PICKING over the bones of last week's primary elections, both Republicans and Democrats should find some things to prize. Tolerance among voters for the traditional party spectrums appears very much alive.
For Republicans, the California primary for the US Senate was the key test. A moderate, Rep. Ed Zschau, won the GOP nomination in a contest where sharply conservative candidates might have been expected to shine. Zschau's congressional voting record shows him to be a fiscal conservative who is progressive on social and foreign policy issues.
Democrats, too, seem to be resisting the conventional wisdom that they must draw new strength exclusively from the conservative side of the spectrum. In this year's Senate races many of the Democratic candidates showing the most vitality are from the liberal/progressive side of center -- Terry Sanford in North Carolina, Harriett Woods in Missouri, Tim Wirth in Colorado, and Barbara Mikulski and Michael Barnes in Maryland.
This progressive Senate trend, after the Democrats' loss of key liberal seats in 1980, was already discernible two years ago. All five of the Democrats newly elected to the Senate in 1984 were in the progressive mode -- Tom Harkin in Iowa, Paul Simon in Illinois, Albert Gore in Tennessee, John Kerry in Massachusetts, and Jay Rockefeller in West Virginia.
Whatever the prospects of the newest crop of Senate contenders, their presence perpetuates the traditional tension -- in both parties -- between the progressive and conservative wings.
The American system is not only a two-party system. It is a system with diversity in both parties. Ideological tension is essential to a balanced political debate, and to both parties' relevance and competitiveness.
The election cycles starting now for 1986 and '88 give voters a chance to focus on candidates' qualifications rather than any broad ideological trends.
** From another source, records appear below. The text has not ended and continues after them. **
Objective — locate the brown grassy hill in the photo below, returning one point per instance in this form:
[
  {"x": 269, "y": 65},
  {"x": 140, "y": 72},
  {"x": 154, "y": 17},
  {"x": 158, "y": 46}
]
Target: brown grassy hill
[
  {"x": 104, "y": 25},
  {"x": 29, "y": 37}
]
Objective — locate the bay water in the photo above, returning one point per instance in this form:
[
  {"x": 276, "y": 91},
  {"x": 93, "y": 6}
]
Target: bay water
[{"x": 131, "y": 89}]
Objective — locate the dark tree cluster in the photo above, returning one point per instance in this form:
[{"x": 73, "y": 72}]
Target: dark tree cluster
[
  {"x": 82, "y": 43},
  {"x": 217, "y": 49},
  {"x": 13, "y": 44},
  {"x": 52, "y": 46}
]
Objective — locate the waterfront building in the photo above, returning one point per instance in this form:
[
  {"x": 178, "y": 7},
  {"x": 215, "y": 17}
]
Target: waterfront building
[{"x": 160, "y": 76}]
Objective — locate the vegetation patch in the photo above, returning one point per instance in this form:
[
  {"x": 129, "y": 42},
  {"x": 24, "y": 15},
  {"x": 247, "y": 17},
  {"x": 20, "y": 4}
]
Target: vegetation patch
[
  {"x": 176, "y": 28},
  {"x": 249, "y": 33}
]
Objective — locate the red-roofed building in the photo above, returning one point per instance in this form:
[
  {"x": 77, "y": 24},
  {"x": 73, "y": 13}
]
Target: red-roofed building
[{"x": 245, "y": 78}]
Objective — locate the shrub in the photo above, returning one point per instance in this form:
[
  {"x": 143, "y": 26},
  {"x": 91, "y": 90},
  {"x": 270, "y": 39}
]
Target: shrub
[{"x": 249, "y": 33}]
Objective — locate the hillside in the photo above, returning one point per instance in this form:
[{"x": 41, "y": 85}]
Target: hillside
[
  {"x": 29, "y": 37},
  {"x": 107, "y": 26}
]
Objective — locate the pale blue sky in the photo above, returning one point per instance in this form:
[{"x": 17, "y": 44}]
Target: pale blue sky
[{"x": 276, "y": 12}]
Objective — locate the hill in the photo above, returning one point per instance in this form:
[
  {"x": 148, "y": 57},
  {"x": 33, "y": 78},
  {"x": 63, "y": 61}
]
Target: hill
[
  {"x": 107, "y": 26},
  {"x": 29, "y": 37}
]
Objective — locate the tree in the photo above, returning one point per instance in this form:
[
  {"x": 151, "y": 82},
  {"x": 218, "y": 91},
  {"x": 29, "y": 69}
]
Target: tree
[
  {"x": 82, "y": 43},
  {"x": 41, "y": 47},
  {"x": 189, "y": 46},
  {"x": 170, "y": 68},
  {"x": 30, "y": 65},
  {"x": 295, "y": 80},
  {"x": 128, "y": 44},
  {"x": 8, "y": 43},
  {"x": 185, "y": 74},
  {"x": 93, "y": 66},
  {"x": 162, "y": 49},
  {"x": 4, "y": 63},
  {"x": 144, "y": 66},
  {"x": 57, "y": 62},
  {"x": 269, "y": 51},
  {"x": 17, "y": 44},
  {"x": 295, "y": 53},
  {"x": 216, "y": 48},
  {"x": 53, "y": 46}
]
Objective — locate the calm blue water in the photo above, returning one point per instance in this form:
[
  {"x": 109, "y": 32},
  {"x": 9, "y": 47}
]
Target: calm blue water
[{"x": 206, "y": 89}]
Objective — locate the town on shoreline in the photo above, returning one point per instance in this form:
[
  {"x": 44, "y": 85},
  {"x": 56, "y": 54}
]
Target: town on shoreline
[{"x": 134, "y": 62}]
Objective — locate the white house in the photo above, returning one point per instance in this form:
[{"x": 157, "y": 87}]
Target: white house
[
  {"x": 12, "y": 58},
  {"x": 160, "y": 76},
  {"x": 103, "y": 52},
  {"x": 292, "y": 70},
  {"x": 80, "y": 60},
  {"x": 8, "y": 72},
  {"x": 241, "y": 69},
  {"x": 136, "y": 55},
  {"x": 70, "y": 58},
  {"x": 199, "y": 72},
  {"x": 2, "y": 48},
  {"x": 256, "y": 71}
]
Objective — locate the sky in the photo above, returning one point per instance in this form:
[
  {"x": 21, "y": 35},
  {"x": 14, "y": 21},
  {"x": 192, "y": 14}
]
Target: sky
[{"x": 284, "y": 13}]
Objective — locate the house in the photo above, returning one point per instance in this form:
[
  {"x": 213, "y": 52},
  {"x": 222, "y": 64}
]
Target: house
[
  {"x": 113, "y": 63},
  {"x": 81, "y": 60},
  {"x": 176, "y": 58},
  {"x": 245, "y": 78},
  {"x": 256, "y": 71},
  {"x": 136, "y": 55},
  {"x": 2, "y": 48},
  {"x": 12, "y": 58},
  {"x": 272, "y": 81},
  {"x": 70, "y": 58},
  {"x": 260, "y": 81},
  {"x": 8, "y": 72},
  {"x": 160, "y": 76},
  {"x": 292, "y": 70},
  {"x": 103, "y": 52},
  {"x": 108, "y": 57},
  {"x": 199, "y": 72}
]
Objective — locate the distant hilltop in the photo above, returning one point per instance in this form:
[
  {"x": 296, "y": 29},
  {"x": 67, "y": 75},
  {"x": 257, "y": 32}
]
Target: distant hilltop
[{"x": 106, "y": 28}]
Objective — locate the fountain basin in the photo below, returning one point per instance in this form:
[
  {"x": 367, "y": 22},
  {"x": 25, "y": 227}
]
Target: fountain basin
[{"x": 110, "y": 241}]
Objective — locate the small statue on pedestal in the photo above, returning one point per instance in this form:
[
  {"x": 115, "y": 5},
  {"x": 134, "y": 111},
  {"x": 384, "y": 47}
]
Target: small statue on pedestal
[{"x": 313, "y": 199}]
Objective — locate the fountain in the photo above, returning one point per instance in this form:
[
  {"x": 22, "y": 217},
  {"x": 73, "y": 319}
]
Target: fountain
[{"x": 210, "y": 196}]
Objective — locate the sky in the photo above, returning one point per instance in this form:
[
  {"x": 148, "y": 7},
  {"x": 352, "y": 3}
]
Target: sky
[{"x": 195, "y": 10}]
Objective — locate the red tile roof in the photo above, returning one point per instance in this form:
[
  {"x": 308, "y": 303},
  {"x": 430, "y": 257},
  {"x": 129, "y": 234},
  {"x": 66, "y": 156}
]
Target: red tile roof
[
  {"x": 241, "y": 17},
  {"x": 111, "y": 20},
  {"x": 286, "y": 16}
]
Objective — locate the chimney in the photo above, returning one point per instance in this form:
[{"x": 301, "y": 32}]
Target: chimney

This fall's races are not dominated by any deep dissatisfactions or national issues. There are pockets of economic trouble, as in the farm belt and the energy states. But for most of the country, prosperity continues for its fourth year.
President Reagan's tenure has changed things. Since the recession a few years ago, times have been good. If nothing untoward occurs in the economy or in foreign affairs, the voting-booth question in 1986 and '88 will be chiefly whether this candidate or that is better able to handle the next phase of national affairs.
It will be widely thought that under Mr. Reagan the United States recovered the vibrancy it had lost in a long decline that bottomed during the tenure of Jimmy Carter. Reagan himself will not be a drag on Republican tickets, GOP strategists say; neither will he be a big plus. The attitude is ``We're there and want to keep going,'' says Reagan's longtime campaign spokesman Jim Lake. At the same time, the perception of Reagan's success indicates the public will not go for somebody too far from the center in the next presidential round. Basic issues like war and peace, and social issues like abortion, are not expected to be overriding issues except within certain constituencies.
For candidates, this makes 1986 and 1988 years of opportunity to show what they can do. Prosperity elections usually help incumbents. But an enterprising challenger has a good chance of making it. Zschau, for example, has been waging a smart, energetic campaign that could lead to a close race against Democratic incumbent Alan Cranston in the fall.
For voters, this means a responsibility to follow the campaign closely. Incumbents should not be allowed to hide from meeting their challengers in debate. The public should insist on adequate candidate exposure for insight into how candidates think.